Puasa adalah ibadah yang ganjarannya Allah sendiri yang menentukan, dalam suatu hadis qudsi, Allah berfirman:

“Aku, maka Akulah sendiri yang akan memberikan ganjarannya. Tentu itu adalah suatu keutamaan dari Allah swt untuk orang-orang yang berpuasa wajib, terlebih lagi, jika puasa itu adalah puasa tathawwu

Dalam puasa ruhani, hati dibutakan dari pandangan kepada selain Allah, dan tertuju hanya kepada Allah saja, disertai cinta kepada-Nya. Allah swt menciptakan segala sesuatu untuk insan dan insan diciptakan Allah SWT untuk diri-Nya sendiri. Insan adalah rahasia Allah, dan Allah adalah rahasia bagi insan.
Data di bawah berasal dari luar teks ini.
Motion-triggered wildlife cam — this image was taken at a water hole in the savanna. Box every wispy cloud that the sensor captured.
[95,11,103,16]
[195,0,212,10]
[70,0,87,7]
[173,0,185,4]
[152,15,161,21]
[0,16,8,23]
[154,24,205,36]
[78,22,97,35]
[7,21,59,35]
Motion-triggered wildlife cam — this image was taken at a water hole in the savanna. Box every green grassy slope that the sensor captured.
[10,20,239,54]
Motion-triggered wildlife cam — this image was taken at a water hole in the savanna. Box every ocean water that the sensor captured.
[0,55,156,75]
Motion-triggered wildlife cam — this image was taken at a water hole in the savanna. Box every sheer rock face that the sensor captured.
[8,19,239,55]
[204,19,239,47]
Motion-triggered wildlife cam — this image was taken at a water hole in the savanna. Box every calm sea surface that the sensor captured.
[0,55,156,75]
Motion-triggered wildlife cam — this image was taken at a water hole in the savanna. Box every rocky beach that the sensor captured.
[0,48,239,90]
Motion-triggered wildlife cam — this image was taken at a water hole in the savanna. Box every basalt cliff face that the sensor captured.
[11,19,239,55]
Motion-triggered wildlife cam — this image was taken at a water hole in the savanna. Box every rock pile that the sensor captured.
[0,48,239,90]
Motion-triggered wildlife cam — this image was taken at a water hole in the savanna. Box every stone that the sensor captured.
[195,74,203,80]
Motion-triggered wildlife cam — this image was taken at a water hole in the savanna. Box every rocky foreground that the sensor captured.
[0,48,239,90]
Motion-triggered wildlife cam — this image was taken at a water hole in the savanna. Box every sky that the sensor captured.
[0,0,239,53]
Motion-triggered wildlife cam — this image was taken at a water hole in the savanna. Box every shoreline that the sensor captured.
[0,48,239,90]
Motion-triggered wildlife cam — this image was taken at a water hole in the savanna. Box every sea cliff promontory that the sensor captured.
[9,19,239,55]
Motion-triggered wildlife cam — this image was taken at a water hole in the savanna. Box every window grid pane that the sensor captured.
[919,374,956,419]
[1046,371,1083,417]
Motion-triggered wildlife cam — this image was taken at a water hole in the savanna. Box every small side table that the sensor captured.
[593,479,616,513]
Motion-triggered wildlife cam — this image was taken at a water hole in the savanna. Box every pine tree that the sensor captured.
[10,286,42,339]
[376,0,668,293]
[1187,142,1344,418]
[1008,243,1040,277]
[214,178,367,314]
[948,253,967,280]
Rahasia itu berupa Nur Allah swt. Nur itu letaknya di titik tengah hati (center of heart), yang diciptakan dari sesuatu yang unik dan gaib. Hanya ruh yang mengenali rahasia ini. Ruh juga menjadi penghubung rahasia dengan Khaliq dan makhluk. Rahasia itu tidak cinta dan tidak tertarik dengan apapun selain kepada Allah saja.

Lihat juga...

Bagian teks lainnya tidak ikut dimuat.